SA colour in Kilcullen art
It’s fair to say that where we are brought up will always colour the rest of our lives, and that’s certainly true for artist Marinus Meyer.
Now living in Kilcullen, his native home is South Africa, and the colours of his original country are striking in the art he produces.
Kildare people will get a chance to see this between June 9-13 at Naas Library, where Marinus is holding his first solo exhibition.
Marinus came to Ireland seven years ago, ‘dragged’ by his then girlfriend and then, as he says himself, he ‘got stuck’ here.
“But in a very good way,” he adds with a grin. “In fact, while I had been painting at home since 1993, it was only when I came to Ireland that I became really active as an artist.”
Maybe it was because he missed the colour and bright sunshine of his homeland?
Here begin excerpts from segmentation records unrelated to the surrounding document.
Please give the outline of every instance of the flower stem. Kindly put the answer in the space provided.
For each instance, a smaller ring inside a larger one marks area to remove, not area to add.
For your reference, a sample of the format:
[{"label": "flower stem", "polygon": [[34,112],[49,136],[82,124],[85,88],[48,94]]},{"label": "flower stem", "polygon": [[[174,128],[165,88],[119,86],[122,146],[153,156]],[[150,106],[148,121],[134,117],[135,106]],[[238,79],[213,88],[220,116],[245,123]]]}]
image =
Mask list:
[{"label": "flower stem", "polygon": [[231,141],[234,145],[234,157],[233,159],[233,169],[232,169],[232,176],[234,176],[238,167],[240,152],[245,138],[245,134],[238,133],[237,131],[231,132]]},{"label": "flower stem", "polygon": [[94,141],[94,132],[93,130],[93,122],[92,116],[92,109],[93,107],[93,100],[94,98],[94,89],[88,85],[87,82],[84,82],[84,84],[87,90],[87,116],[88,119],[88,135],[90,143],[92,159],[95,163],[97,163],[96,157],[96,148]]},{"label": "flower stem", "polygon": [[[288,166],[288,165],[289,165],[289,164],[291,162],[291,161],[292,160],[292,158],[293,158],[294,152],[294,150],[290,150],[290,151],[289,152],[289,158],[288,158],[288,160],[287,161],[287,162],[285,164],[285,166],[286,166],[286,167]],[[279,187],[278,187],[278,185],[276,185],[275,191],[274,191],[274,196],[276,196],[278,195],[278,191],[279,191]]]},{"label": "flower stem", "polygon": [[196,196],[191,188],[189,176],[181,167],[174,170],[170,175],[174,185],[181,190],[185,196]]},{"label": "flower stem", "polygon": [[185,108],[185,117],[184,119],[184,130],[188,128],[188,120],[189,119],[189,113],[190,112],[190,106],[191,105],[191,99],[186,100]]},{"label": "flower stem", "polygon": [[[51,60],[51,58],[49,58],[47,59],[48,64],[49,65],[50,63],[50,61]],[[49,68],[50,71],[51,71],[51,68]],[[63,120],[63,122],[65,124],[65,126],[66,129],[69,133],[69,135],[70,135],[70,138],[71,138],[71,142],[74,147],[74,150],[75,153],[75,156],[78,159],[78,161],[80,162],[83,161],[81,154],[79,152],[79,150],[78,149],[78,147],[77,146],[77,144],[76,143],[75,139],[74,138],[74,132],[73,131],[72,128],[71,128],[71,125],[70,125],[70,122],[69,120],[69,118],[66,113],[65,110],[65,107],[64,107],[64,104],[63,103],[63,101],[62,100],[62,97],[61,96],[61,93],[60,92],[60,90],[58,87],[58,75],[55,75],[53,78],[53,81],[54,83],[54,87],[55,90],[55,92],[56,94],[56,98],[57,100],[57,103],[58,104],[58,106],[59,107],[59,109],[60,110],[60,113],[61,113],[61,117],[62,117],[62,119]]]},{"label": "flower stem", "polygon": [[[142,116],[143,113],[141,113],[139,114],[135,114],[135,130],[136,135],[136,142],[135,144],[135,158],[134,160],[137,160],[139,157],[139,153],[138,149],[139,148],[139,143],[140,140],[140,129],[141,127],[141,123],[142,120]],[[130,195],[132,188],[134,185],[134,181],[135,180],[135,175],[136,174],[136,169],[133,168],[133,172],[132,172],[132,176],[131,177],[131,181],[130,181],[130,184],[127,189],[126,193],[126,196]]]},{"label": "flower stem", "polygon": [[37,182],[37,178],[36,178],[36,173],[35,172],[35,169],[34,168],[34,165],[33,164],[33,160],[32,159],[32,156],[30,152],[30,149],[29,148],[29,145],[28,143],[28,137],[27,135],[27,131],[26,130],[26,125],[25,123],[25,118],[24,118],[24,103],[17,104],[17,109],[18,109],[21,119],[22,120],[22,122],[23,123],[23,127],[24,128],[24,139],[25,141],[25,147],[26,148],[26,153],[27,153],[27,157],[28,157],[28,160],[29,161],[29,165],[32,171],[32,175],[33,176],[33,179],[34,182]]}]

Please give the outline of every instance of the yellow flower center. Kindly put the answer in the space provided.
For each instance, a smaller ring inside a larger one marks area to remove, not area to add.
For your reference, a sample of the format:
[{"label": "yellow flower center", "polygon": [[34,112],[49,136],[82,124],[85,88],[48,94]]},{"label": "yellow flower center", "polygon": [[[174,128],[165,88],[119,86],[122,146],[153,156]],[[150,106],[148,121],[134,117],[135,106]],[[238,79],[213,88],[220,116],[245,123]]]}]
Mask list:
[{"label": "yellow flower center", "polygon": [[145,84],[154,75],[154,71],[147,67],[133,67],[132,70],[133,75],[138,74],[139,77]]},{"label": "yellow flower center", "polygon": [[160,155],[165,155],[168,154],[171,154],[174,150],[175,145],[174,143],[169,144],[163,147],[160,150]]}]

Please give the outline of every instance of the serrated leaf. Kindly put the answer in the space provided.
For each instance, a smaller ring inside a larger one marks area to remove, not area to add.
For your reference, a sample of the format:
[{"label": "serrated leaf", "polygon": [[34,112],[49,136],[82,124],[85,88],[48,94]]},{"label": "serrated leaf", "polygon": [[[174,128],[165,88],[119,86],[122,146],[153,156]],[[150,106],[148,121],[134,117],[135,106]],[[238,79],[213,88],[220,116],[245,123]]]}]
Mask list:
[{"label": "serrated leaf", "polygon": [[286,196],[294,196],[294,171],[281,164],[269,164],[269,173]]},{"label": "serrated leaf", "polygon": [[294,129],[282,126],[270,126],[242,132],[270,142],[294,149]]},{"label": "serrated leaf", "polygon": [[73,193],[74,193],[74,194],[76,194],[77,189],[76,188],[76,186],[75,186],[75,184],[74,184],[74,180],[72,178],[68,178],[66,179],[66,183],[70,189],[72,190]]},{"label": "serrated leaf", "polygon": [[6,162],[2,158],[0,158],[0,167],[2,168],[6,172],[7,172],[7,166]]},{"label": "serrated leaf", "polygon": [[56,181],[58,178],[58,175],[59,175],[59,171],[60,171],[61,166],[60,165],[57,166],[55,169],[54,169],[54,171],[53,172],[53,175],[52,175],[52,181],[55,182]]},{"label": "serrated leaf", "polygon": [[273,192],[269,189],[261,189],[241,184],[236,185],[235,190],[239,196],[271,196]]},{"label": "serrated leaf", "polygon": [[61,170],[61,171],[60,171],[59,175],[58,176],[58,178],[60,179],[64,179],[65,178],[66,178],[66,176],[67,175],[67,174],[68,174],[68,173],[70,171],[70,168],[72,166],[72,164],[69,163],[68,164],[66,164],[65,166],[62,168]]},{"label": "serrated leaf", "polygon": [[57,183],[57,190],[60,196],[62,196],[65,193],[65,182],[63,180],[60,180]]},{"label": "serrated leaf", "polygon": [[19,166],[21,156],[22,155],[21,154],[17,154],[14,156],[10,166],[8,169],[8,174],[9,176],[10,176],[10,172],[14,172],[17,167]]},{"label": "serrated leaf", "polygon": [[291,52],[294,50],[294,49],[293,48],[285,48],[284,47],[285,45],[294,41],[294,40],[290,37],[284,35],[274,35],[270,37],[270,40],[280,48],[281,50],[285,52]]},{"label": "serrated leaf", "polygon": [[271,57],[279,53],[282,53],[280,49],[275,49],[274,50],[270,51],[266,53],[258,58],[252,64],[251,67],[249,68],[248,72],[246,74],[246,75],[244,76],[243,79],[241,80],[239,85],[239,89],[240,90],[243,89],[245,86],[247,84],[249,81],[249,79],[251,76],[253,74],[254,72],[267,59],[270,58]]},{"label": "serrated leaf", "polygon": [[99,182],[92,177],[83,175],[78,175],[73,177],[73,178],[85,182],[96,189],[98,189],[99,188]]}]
Perhaps, because certainly the bright colours in his work are very much different than the more subdued way that artists from this part of the world use them.
“I’ve been told they might be too bright for here,” he muses. “And maybe I’ll eventually tone them down, but people are buying what I’m producing at the moment.”
Which is just as well, because last summer Marinus took the plunge to working as an artist full-time, and is planning to remain so if at all possible.
He makes it clear from the beginning that he never had any training in art, and that what he produces comes very much from within.
“But I would like to study some aspects, and I’m contemplating going to train at some stage in sculpture, especially using resin, where I’ve been developing some ideas recently.”
Apart from sales among people he knows, or who see his work elsewhere, Marinus is using the internet to market his work, with some success.
“The internet is really a godsend to artists, because we can show our work to a global audience,” he says. “I don’t have a website as such, but I’ve shown my work on my FaceBook page and people have bought and commissioned pieces from there.”
Marinus says he finds the wide artistic culture in Ireland, in music, writing and painting, ‘very inspiring’. “It’s a very energetic place for an artist. Years ago I would not have imagined living in Europe some day and making a living from art. This place gave that to me, and I’m so thankful for it.”
Marinus has settled in Kilcullen, for the moment anyhow, with his wive Eva. They live in a 200-year-old stone cottage in the town, which he says also provides its own inspiration.
Brian Byrne.
(This article was recently published in the Kildare Nationalist.)